In September 1995, the farmers were awarded the estate, but this was revoked in March 1997, after Malacañang approved the land’s conversion from agricultural to agro-industrial use, this exempting it from CARP coverage. The farmers had since fought to reverse this decision.
In October 1997, Ka Rene was among 15 farmers who went on a hunger strike for 28 days in Quezon City and Cagayan de Oro City to dramatize their demand to reclaim the land. The Supreme Court, however, ruled with finality in 1999 to uphold the land-use conversion order.
Seeing that the estate’s owners had not complied with the supposed land use conversion for five years after the Supreme Court decision, the farmers sought to put the land under CARP coverage again in 2004, in keeping with its implementing rules.
The renewed campaign drove them to launch a 60-day “Walk for Land, Walk for Justice” in October 2007. It meant walking some 1,700 kilometers from Sumilao to Manila, overcoming hunger, fatigue and the elements, to reclaim the land, this time already acquired by SMC.
Search for change
Through the march, the farmers gained the 50-hectare estate in March last year, as well as bound SMC to provide them the remaining 94 hectares. Their campaign also inspired fellow farmers and other people to seek change.
In July last year, the Ateneo de Manila awarded the Sumilao farmers and lawyer Arlene Bag-ao of the Balaod Mindanaw the Ozanam Award “in recognition of their faith and courage to seek justice through active nonviolent way, and for letting their light shine on the entire nation.”
The complexity of the Sumilao case and the legal loopholes it exposed have made it among the watershed experiences in shaping up the proposal on CARP Extension with Reforms (Carper). In fact, the 1,700-km march already carried the same call.

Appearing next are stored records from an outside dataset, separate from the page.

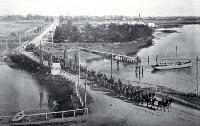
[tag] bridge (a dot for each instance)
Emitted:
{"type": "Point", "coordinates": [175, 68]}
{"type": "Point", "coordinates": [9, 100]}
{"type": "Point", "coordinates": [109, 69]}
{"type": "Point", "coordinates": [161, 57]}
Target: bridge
{"type": "Point", "coordinates": [114, 56]}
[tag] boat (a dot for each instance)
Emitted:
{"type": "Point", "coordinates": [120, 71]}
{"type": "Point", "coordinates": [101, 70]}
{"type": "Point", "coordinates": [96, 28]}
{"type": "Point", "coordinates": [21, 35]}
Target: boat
{"type": "Point", "coordinates": [176, 65]}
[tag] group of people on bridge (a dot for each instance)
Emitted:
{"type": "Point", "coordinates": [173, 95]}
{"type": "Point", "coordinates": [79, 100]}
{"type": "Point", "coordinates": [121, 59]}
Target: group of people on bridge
{"type": "Point", "coordinates": [135, 94]}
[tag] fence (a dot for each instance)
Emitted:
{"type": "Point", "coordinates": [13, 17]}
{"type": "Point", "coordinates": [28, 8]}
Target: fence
{"type": "Point", "coordinates": [46, 116]}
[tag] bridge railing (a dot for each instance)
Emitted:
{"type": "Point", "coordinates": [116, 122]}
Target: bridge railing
{"type": "Point", "coordinates": [46, 116]}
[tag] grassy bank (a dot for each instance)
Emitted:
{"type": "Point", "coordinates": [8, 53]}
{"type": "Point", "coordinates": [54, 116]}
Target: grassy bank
{"type": "Point", "coordinates": [61, 91]}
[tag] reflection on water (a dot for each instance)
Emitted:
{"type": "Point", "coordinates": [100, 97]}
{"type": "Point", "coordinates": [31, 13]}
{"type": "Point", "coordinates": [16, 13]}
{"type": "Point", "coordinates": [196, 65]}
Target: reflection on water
{"type": "Point", "coordinates": [20, 91]}
{"type": "Point", "coordinates": [186, 39]}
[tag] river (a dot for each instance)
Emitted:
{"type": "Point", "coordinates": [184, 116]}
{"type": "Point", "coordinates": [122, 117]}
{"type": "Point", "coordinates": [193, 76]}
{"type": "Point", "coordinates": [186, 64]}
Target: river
{"type": "Point", "coordinates": [186, 39]}
{"type": "Point", "coordinates": [19, 90]}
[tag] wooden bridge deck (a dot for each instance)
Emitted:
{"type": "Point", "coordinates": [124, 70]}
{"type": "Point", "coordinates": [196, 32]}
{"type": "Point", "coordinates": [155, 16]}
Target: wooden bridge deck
{"type": "Point", "coordinates": [114, 56]}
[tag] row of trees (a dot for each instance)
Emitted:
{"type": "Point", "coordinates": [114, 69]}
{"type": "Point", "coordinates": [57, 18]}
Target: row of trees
{"type": "Point", "coordinates": [101, 33]}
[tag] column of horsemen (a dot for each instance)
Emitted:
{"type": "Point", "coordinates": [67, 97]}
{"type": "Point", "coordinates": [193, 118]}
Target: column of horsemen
{"type": "Point", "coordinates": [132, 93]}
{"type": "Point", "coordinates": [135, 94]}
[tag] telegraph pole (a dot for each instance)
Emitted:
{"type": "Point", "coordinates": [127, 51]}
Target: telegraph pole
{"type": "Point", "coordinates": [156, 59]}
{"type": "Point", "coordinates": [111, 65]}
{"type": "Point", "coordinates": [197, 74]}
{"type": "Point", "coordinates": [86, 87]}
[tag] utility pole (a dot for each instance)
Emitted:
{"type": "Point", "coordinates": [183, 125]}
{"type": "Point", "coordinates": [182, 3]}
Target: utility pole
{"type": "Point", "coordinates": [78, 67]}
{"type": "Point", "coordinates": [85, 87]}
{"type": "Point", "coordinates": [6, 45]}
{"type": "Point", "coordinates": [52, 37]}
{"type": "Point", "coordinates": [20, 39]}
{"type": "Point", "coordinates": [156, 59]}
{"type": "Point", "coordinates": [111, 65]}
{"type": "Point", "coordinates": [65, 55]}
{"type": "Point", "coordinates": [197, 74]}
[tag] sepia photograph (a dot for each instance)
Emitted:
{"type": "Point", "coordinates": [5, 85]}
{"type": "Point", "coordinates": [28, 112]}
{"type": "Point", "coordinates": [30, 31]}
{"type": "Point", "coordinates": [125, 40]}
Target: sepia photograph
{"type": "Point", "coordinates": [99, 62]}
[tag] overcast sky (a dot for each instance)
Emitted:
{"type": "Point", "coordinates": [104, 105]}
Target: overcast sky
{"type": "Point", "coordinates": [102, 7]}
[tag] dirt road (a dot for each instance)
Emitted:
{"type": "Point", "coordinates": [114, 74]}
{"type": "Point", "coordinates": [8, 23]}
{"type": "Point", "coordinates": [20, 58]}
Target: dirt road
{"type": "Point", "coordinates": [108, 110]}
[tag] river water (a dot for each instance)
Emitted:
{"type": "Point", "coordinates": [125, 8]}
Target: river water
{"type": "Point", "coordinates": [19, 91]}
{"type": "Point", "coordinates": [186, 39]}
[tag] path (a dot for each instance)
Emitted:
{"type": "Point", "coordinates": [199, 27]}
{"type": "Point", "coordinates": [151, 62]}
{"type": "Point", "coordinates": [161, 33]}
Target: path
{"type": "Point", "coordinates": [109, 111]}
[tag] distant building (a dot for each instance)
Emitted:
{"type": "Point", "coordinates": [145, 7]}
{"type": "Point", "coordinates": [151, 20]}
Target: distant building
{"type": "Point", "coordinates": [55, 69]}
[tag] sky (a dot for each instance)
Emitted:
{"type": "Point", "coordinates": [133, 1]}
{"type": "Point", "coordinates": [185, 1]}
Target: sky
{"type": "Point", "coordinates": [101, 7]}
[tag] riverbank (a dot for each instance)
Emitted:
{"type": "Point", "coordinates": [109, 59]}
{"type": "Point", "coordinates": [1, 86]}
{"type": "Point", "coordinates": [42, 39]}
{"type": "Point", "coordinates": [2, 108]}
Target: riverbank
{"type": "Point", "coordinates": [61, 91]}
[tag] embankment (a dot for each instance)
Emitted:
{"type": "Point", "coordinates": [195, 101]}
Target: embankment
{"type": "Point", "coordinates": [61, 91]}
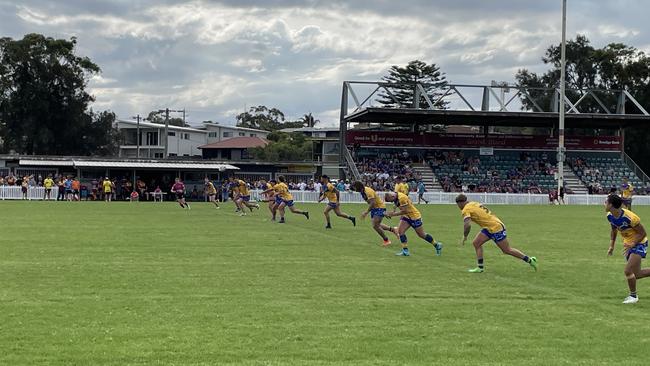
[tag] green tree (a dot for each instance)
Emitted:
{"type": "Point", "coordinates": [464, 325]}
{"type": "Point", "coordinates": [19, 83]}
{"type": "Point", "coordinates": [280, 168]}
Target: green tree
{"type": "Point", "coordinates": [284, 147]}
{"type": "Point", "coordinates": [43, 98]}
{"type": "Point", "coordinates": [261, 117]}
{"type": "Point", "coordinates": [264, 118]}
{"type": "Point", "coordinates": [101, 134]}
{"type": "Point", "coordinates": [403, 95]}
{"type": "Point", "coordinates": [159, 118]}
{"type": "Point", "coordinates": [308, 120]}
{"type": "Point", "coordinates": [613, 67]}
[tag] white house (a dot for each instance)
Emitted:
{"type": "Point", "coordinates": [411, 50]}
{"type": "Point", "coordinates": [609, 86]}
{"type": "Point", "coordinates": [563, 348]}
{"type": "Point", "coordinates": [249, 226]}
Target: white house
{"type": "Point", "coordinates": [180, 141]}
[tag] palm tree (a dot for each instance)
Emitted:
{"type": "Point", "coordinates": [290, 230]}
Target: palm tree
{"type": "Point", "coordinates": [308, 120]}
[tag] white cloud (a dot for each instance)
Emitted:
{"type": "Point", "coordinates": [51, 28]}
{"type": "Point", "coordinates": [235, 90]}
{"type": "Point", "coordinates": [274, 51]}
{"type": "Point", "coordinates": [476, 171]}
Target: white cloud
{"type": "Point", "coordinates": [215, 57]}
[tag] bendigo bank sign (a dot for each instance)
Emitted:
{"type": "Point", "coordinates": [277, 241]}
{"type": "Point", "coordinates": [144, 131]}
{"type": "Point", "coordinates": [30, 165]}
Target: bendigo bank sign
{"type": "Point", "coordinates": [406, 139]}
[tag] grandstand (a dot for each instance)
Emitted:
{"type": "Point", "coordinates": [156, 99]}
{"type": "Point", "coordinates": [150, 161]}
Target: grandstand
{"type": "Point", "coordinates": [491, 161]}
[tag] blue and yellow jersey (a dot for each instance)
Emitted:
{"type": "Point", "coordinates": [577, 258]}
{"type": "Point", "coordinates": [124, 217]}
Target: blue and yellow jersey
{"type": "Point", "coordinates": [483, 217]}
{"type": "Point", "coordinates": [404, 202]}
{"type": "Point", "coordinates": [48, 183]}
{"type": "Point", "coordinates": [266, 187]}
{"type": "Point", "coordinates": [373, 198]}
{"type": "Point", "coordinates": [282, 191]}
{"type": "Point", "coordinates": [626, 224]}
{"type": "Point", "coordinates": [209, 188]}
{"type": "Point", "coordinates": [627, 190]}
{"type": "Point", "coordinates": [402, 188]}
{"type": "Point", "coordinates": [242, 187]}
{"type": "Point", "coordinates": [329, 192]}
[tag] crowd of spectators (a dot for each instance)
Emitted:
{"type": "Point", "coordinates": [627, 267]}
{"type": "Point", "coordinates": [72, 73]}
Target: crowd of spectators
{"type": "Point", "coordinates": [594, 176]}
{"type": "Point", "coordinates": [379, 172]}
{"type": "Point", "coordinates": [483, 174]}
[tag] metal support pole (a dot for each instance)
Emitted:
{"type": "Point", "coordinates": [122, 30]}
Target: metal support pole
{"type": "Point", "coordinates": [137, 137]}
{"type": "Point", "coordinates": [343, 129]}
{"type": "Point", "coordinates": [166, 137]}
{"type": "Point", "coordinates": [561, 149]}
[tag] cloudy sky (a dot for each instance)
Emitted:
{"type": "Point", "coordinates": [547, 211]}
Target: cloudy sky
{"type": "Point", "coordinates": [214, 58]}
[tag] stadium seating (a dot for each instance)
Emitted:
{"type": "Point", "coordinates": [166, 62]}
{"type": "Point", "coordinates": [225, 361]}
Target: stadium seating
{"type": "Point", "coordinates": [604, 172]}
{"type": "Point", "coordinates": [511, 172]}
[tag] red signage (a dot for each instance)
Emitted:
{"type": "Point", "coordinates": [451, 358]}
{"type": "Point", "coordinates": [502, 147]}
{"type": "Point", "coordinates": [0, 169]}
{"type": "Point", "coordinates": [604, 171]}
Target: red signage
{"type": "Point", "coordinates": [399, 139]}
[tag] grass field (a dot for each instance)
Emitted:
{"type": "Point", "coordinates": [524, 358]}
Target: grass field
{"type": "Point", "coordinates": [150, 284]}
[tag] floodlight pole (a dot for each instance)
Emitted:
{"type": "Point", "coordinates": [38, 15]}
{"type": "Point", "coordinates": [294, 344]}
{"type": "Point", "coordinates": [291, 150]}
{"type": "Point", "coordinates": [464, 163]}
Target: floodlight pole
{"type": "Point", "coordinates": [137, 136]}
{"type": "Point", "coordinates": [561, 149]}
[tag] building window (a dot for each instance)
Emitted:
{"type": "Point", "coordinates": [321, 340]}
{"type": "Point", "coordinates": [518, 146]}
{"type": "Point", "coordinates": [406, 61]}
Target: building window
{"type": "Point", "coordinates": [152, 139]}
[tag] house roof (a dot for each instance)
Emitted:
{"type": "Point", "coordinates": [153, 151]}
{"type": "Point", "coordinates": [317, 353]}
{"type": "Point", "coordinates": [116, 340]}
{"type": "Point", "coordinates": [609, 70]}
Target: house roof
{"type": "Point", "coordinates": [237, 143]}
{"type": "Point", "coordinates": [218, 125]}
{"type": "Point", "coordinates": [132, 164]}
{"type": "Point", "coordinates": [157, 125]}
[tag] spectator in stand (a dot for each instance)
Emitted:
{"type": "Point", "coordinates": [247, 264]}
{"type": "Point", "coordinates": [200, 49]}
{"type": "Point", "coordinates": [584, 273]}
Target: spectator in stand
{"type": "Point", "coordinates": [421, 190]}
{"type": "Point", "coordinates": [95, 189]}
{"type": "Point", "coordinates": [68, 188]}
{"type": "Point", "coordinates": [60, 183]}
{"type": "Point", "coordinates": [48, 184]}
{"type": "Point", "coordinates": [76, 189]}
{"type": "Point", "coordinates": [340, 186]}
{"type": "Point", "coordinates": [24, 186]}
{"type": "Point", "coordinates": [141, 187]}
{"type": "Point", "coordinates": [107, 188]}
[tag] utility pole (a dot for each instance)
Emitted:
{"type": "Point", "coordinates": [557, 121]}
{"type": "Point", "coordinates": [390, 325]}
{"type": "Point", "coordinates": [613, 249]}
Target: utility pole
{"type": "Point", "coordinates": [137, 136]}
{"type": "Point", "coordinates": [166, 133]}
{"type": "Point", "coordinates": [166, 111]}
{"type": "Point", "coordinates": [561, 149]}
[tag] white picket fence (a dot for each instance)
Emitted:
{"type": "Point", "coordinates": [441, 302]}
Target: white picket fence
{"type": "Point", "coordinates": [38, 193]}
{"type": "Point", "coordinates": [33, 193]}
{"type": "Point", "coordinates": [441, 198]}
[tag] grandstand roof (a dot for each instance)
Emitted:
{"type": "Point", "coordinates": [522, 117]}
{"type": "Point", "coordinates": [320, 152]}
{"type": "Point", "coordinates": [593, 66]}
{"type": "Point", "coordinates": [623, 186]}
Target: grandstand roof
{"type": "Point", "coordinates": [494, 118]}
{"type": "Point", "coordinates": [237, 143]}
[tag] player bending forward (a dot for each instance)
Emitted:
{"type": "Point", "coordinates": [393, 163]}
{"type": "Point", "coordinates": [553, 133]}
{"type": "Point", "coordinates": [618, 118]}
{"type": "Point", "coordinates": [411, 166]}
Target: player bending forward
{"type": "Point", "coordinates": [285, 199]}
{"type": "Point", "coordinates": [179, 190]}
{"type": "Point", "coordinates": [491, 229]}
{"type": "Point", "coordinates": [376, 209]}
{"type": "Point", "coordinates": [411, 218]}
{"type": "Point", "coordinates": [211, 191]}
{"type": "Point", "coordinates": [635, 242]}
{"type": "Point", "coordinates": [333, 197]}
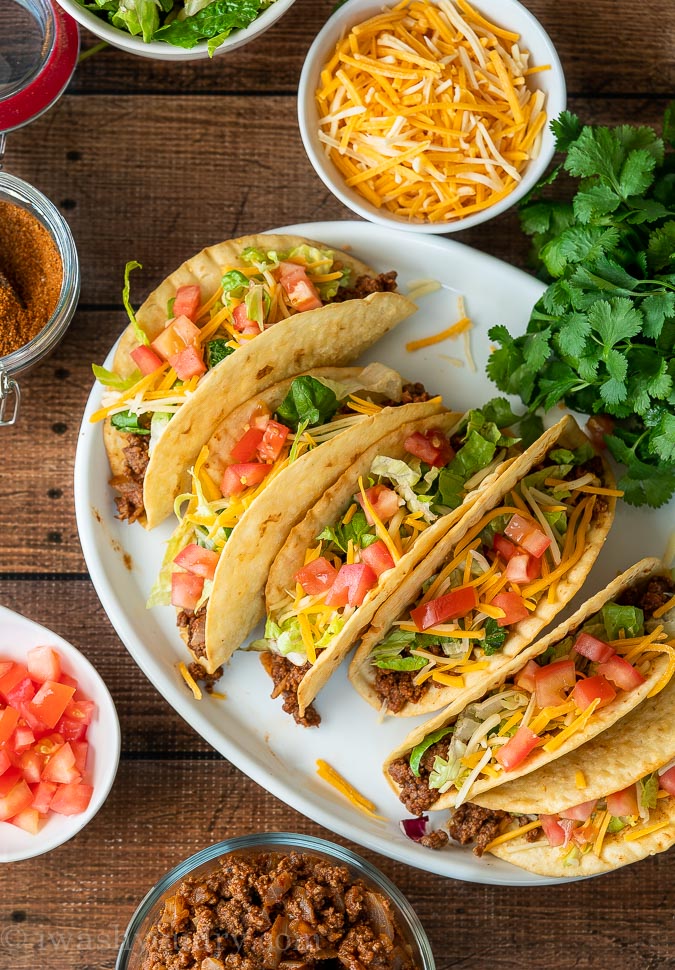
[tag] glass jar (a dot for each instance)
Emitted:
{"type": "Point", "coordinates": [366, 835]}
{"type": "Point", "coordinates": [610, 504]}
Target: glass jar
{"type": "Point", "coordinates": [39, 45]}
{"type": "Point", "coordinates": [18, 192]}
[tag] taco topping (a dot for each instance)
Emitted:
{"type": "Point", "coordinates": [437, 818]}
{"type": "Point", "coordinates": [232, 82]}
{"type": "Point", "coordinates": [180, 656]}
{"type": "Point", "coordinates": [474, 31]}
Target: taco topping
{"type": "Point", "coordinates": [224, 485]}
{"type": "Point", "coordinates": [512, 560]}
{"type": "Point", "coordinates": [263, 289]}
{"type": "Point", "coordinates": [544, 704]}
{"type": "Point", "coordinates": [400, 499]}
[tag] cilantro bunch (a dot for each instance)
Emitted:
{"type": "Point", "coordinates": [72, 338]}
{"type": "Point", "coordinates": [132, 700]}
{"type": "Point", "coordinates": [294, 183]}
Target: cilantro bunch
{"type": "Point", "coordinates": [601, 339]}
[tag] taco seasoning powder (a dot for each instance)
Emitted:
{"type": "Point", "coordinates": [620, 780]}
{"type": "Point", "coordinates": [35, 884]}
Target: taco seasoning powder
{"type": "Point", "coordinates": [31, 264]}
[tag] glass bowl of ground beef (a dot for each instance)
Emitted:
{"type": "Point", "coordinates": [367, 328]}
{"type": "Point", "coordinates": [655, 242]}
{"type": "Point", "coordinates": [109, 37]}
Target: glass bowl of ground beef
{"type": "Point", "coordinates": [39, 284]}
{"type": "Point", "coordinates": [276, 901]}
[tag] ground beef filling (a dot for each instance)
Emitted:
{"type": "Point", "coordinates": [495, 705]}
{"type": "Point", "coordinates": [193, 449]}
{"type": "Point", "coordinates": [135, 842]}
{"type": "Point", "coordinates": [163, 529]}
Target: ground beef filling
{"type": "Point", "coordinates": [284, 912]}
{"type": "Point", "coordinates": [650, 595]}
{"type": "Point", "coordinates": [365, 285]}
{"type": "Point", "coordinates": [129, 484]}
{"type": "Point", "coordinates": [471, 823]}
{"type": "Point", "coordinates": [415, 792]}
{"type": "Point", "coordinates": [287, 676]}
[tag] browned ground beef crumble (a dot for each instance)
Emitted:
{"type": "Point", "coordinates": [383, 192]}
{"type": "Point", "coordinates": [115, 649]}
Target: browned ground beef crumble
{"type": "Point", "coordinates": [287, 676]}
{"type": "Point", "coordinates": [365, 285]}
{"type": "Point", "coordinates": [276, 912]}
{"type": "Point", "coordinates": [471, 823]}
{"type": "Point", "coordinates": [130, 483]}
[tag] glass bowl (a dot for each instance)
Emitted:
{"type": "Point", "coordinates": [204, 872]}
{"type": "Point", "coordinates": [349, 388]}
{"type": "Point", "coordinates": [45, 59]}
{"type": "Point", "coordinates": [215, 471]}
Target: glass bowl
{"type": "Point", "coordinates": [18, 192]}
{"type": "Point", "coordinates": [132, 950]}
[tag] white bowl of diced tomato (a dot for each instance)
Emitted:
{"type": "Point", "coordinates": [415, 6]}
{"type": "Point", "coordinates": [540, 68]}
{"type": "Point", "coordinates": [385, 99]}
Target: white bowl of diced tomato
{"type": "Point", "coordinates": [59, 739]}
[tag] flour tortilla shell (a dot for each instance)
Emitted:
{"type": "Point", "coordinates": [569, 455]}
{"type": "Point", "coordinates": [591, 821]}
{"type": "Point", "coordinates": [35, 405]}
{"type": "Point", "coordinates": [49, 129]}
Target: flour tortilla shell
{"type": "Point", "coordinates": [640, 743]}
{"type": "Point", "coordinates": [545, 860]}
{"type": "Point", "coordinates": [237, 599]}
{"type": "Point", "coordinates": [602, 719]}
{"type": "Point", "coordinates": [292, 555]}
{"type": "Point", "coordinates": [566, 434]}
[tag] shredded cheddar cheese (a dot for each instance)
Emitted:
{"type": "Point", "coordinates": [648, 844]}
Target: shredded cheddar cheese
{"type": "Point", "coordinates": [426, 110]}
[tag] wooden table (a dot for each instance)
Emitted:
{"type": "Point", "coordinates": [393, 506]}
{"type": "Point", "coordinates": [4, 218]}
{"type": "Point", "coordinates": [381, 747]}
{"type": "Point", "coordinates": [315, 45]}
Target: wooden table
{"type": "Point", "coordinates": [153, 161]}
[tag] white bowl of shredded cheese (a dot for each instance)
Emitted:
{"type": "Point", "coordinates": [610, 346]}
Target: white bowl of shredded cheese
{"type": "Point", "coordinates": [430, 115]}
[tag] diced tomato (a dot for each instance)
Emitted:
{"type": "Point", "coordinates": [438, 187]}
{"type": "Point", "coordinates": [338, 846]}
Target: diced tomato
{"type": "Point", "coordinates": [517, 748]}
{"type": "Point", "coordinates": [378, 557]}
{"type": "Point", "coordinates": [10, 678]}
{"type": "Point", "coordinates": [625, 802]}
{"type": "Point", "coordinates": [242, 322]}
{"type": "Point", "coordinates": [186, 590]}
{"type": "Point", "coordinates": [70, 729]}
{"type": "Point", "coordinates": [594, 649]}
{"type": "Point", "coordinates": [31, 764]}
{"type": "Point", "coordinates": [188, 363]}
{"type": "Point", "coordinates": [168, 343]}
{"type": "Point", "coordinates": [513, 606]}
{"type": "Point", "coordinates": [351, 585]}
{"type": "Point", "coordinates": [597, 426]}
{"type": "Point", "coordinates": [503, 547]}
{"type": "Point", "coordinates": [187, 301]}
{"type": "Point", "coordinates": [621, 673]}
{"type": "Point", "coordinates": [28, 820]}
{"type": "Point", "coordinates": [42, 796]}
{"type": "Point", "coordinates": [581, 812]}
{"type": "Point", "coordinates": [186, 330]}
{"type": "Point", "coordinates": [525, 677]}
{"type": "Point", "coordinates": [523, 568]}
{"type": "Point", "coordinates": [518, 528]}
{"type": "Point", "coordinates": [536, 543]}
{"type": "Point", "coordinates": [431, 447]}
{"type": "Point", "coordinates": [553, 831]}
{"type": "Point", "coordinates": [449, 607]}
{"type": "Point", "coordinates": [300, 290]}
{"type": "Point", "coordinates": [61, 767]}
{"type": "Point", "coordinates": [71, 799]}
{"type": "Point", "coordinates": [317, 576]}
{"type": "Point", "coordinates": [273, 441]}
{"type": "Point", "coordinates": [23, 738]}
{"type": "Point", "coordinates": [51, 701]}
{"type": "Point", "coordinates": [247, 446]}
{"type": "Point", "coordinates": [16, 799]}
{"type": "Point", "coordinates": [587, 690]}
{"type": "Point", "coordinates": [552, 681]}
{"type": "Point", "coordinates": [21, 693]}
{"type": "Point", "coordinates": [237, 478]}
{"type": "Point", "coordinates": [44, 663]}
{"type": "Point", "coordinates": [146, 359]}
{"type": "Point", "coordinates": [195, 559]}
{"type": "Point", "coordinates": [383, 501]}
{"type": "Point", "coordinates": [8, 721]}
{"type": "Point", "coordinates": [80, 750]}
{"type": "Point", "coordinates": [667, 780]}
{"type": "Point", "coordinates": [5, 761]}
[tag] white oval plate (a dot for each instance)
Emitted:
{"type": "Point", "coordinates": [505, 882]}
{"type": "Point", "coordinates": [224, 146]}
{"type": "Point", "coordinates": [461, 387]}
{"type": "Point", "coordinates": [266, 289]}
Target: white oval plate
{"type": "Point", "coordinates": [249, 728]}
{"type": "Point", "coordinates": [17, 636]}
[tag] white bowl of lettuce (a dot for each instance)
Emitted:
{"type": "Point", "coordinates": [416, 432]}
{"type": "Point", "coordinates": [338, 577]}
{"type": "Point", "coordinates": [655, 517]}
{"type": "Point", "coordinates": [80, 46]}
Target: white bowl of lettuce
{"type": "Point", "coordinates": [177, 30]}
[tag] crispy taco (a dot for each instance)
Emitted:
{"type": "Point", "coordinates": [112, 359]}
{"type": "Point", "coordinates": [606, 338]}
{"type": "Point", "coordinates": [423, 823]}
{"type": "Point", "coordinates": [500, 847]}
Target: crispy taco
{"type": "Point", "coordinates": [282, 303]}
{"type": "Point", "coordinates": [268, 462]}
{"type": "Point", "coordinates": [561, 692]}
{"type": "Point", "coordinates": [366, 534]}
{"type": "Point", "coordinates": [626, 778]}
{"type": "Point", "coordinates": [494, 582]}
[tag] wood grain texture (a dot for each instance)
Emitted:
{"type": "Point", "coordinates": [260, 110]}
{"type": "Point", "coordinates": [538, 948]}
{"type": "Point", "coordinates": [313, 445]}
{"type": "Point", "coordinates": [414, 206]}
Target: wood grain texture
{"type": "Point", "coordinates": [153, 161]}
{"type": "Point", "coordinates": [595, 41]}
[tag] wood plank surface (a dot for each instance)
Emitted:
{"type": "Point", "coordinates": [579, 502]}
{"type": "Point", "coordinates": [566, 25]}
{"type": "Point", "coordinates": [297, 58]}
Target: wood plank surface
{"type": "Point", "coordinates": [152, 161]}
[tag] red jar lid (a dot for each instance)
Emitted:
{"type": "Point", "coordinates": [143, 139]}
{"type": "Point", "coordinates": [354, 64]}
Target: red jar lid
{"type": "Point", "coordinates": [58, 44]}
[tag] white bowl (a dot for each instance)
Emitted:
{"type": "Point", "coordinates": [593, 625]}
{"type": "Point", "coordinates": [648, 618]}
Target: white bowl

Because of this, Ka Rene himself never wavered to help other farmers fight for their rights.
Last year, he served as organizer-trainer of the 444-km walk by farmers from Banasi, Bula, Camarines Sur, to Malacañang to demand recognition of their land rights.
Another fight
In February, Ka Rene again led farmers from Sumilao, Davao and Agusan in a journey from Cagayan de Oro to Manila to press for Carper. The group was joined by farmers from Banasi and Calatagan, Batangas, and reached the national capital on March 3.
Since then, they have campaigned in the streets of Manila and in the halls of Congress, adding to pressure that culminated in the passage of Carper by the Senate on June 1 and by the House of Representatives two days later.
In a brief speech during the May 28 screening of the documentary film “Lupang Hinarang” at the Ateneo, Ka Rene lamented that struggling farmers like him had to remind government functionaries in Manila about the letter and spirit of the land reform law so they could be assured of its no-nonsense implementation.
At the time of his death, Ka Rene was chair of the provincial farmers’ federation in Bukidnon, vice chair of the Pambansang Kilusan ng mga Samahang Magsasaka (Pakisama) and councilman of San Vicente in Sumilao.
“A tribute to you, Ka Rene, for your gallant fight for the peasantry. May the seed that you sowed grow and bear fruit, and we will continue the fight you had began for a world we all cherish,” the Pambansang Katipunan ng mga Samahan sa Kanayunan (PKSK) and the Kilusan Para sa Repormang Panakahan at Katarungang Panlipunan (Katarungan) said in a statement.
The Balaod Mindanaw said: “Ka Rene’s brutal death will inspire us (to) emulate his courage and spirit of self-sacrifice.”